O Fed, no entanto, concentra sua atenção no índice de preços de despesas de consumo pessoal (PCE) do Departamento de Comércio, que mostrou núcleo em 3,3% em julho e índice cheio em 3,7%. O presidente do Fed, Kevin Warsh, reforçou recentemente que o índice de preços PCE é a régua oficial do banco central para inflação.
Stephen Juneau, economista sênior para os EUA do Bank of America, estimou que, levando em conta a leitura de agosto do PPI, o núcleo do PCE está rastreando uma taxa mensal de 0,26%, que seria arredondada para 0,3%.
"Isso pode mudar significativamente amanhã após o CPI, mas se estivermos corretos, deve dar luz verde para uma alta na reunião do Fed da próxima semana", disse Juneau em nota.
O BofA tem uma das projeções mais hawkish (favoráveis a juros altos) para o Fed em Wall Street, esperando três aumentos nas próximas reuniões. Embora isso esteja fora do consenso com a precificação atual dos futuros, os desenvolvimentos recentes apontam para um Fed mais agressivo no combate à inflação.
Pressão na cadeia de suprimentos
Peter Boockvar, diretor de investimentos da OnePoint BFG Wealth Partners, argumentou que mesmo uma leitura suave do CPI pode apenas indicar que as empresas estão tendo mais dificuldade em repassar preços mais altos aos consumidores.

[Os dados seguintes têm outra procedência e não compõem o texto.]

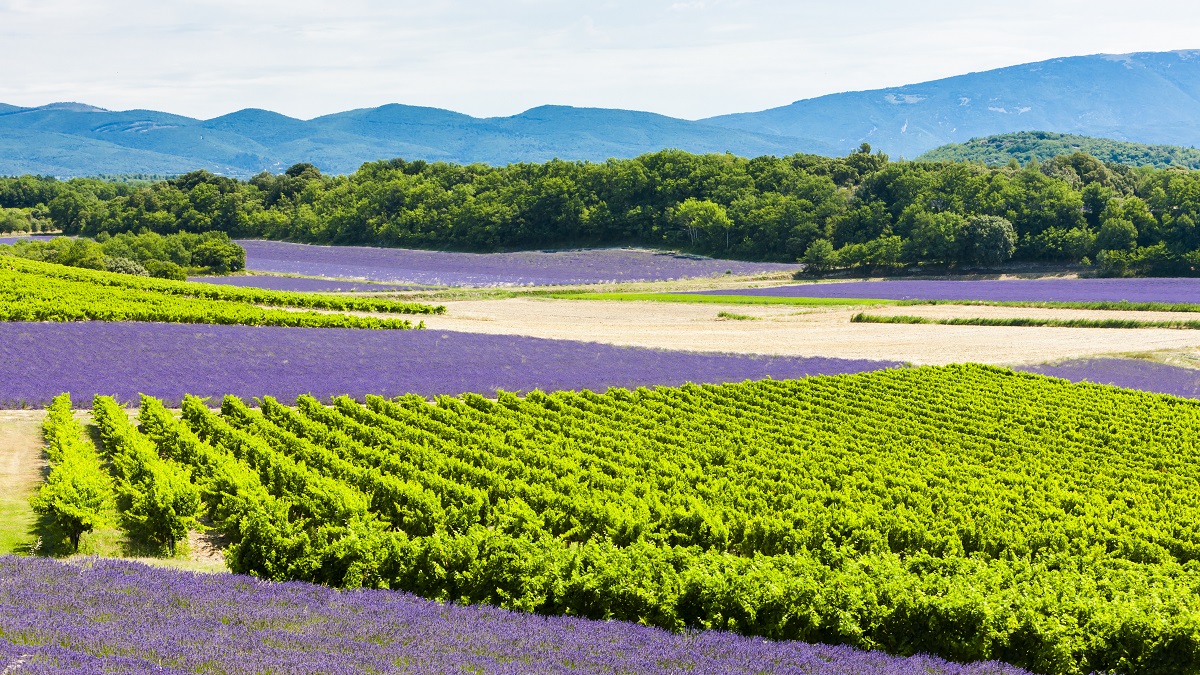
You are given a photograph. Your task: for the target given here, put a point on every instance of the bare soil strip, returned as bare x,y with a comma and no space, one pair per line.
790,330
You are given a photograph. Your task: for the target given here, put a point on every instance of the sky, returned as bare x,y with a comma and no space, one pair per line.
489,58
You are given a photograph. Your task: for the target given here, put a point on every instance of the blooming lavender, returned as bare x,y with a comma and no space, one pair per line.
16,238
1129,374
1032,291
102,615
168,360
298,284
531,268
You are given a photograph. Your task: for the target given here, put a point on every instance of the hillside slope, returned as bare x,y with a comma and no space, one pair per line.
78,139
1149,97
1042,145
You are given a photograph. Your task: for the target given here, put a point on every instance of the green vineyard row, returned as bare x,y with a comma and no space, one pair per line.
36,291
969,512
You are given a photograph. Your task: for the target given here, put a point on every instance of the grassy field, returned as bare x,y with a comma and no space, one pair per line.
22,463
19,473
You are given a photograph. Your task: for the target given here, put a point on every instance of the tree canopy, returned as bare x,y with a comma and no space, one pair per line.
873,211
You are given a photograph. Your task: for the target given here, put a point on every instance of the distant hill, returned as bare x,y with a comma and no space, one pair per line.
1041,145
1147,97
79,139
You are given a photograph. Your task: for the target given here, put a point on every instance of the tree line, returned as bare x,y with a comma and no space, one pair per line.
856,211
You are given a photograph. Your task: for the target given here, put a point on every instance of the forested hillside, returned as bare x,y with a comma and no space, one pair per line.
855,211
1042,145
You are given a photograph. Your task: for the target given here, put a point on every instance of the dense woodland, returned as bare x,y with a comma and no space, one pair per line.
857,211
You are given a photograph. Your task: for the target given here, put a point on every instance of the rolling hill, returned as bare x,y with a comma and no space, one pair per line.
78,139
1146,97
1041,145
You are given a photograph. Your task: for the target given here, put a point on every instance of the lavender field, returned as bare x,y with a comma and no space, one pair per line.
531,268
127,617
1129,374
41,360
1175,291
298,284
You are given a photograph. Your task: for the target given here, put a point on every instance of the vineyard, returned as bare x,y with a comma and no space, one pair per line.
36,291
967,512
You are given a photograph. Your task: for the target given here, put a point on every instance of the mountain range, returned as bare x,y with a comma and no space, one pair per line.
1149,97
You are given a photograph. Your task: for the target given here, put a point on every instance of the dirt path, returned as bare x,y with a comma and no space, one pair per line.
796,330
21,471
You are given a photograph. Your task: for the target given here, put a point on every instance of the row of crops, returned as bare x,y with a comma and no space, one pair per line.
37,291
969,512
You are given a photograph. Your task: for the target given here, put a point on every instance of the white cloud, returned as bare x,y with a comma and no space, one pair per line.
689,59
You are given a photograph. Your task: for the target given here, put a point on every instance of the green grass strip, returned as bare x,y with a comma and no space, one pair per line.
720,299
1054,305
1029,322
213,291
36,297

"Aqueles que apenas olham para os preços ao consumidor para suas informações sobre inflação e previsões de taxa de juros não estão olhando para o quadro completo, e o PPI de hoje é evidência ainda de um problema de inflação em toda a cadeia de suprimentos", disse Boockvar.
O que isso significa para o investidor
A mudança abrupta nas expectativas de política monetária nos Estados Unidos tem implicações diretas para quem investe no Brasil. Juros mais altos no Fed tendem a fortalecer o dólar globalmente e podem pressionar o Banco Central brasileiro a manter sua própria taxa elevada por mais tempo, mesmo diante de sinais de desaceleração doméstica.
O petróleo acima de US$ 100 é um fator de risco duplo: eleva custos de importação para economias emergentes e reforça pressões inflacionárias que já vinham preocupando bancos centrais ao redor do mundo. Para carteiras com exposição a ações brasileiras, especialmente em setores sensíveis a combustíveis e transporte, o cenário pede atenção redobrada.
O dado de CPI desta sexta-feira será decisivo. Se vier acima das projeções, a alta na semana que vem deixa de ser provável para se tornar praticamente certa. Investidores devem acompanhar não apenas o número cheio, mas principalmente o núcleo do índice, que exclui itens voláteis e reflete melhor a tendência de fundo da inflação.
A postura mais agressiva do Fed também pode acelerar a rotação de portfólios globais, com saída de ativos de risco emergente em direção a títulos americanos de renda fixa. Quem opera renda variável no Brasil deve monitorar o fluxo estrangeiro e a curva de juros futuros local, que tende a reagir rapidamente a movimentos do Fed.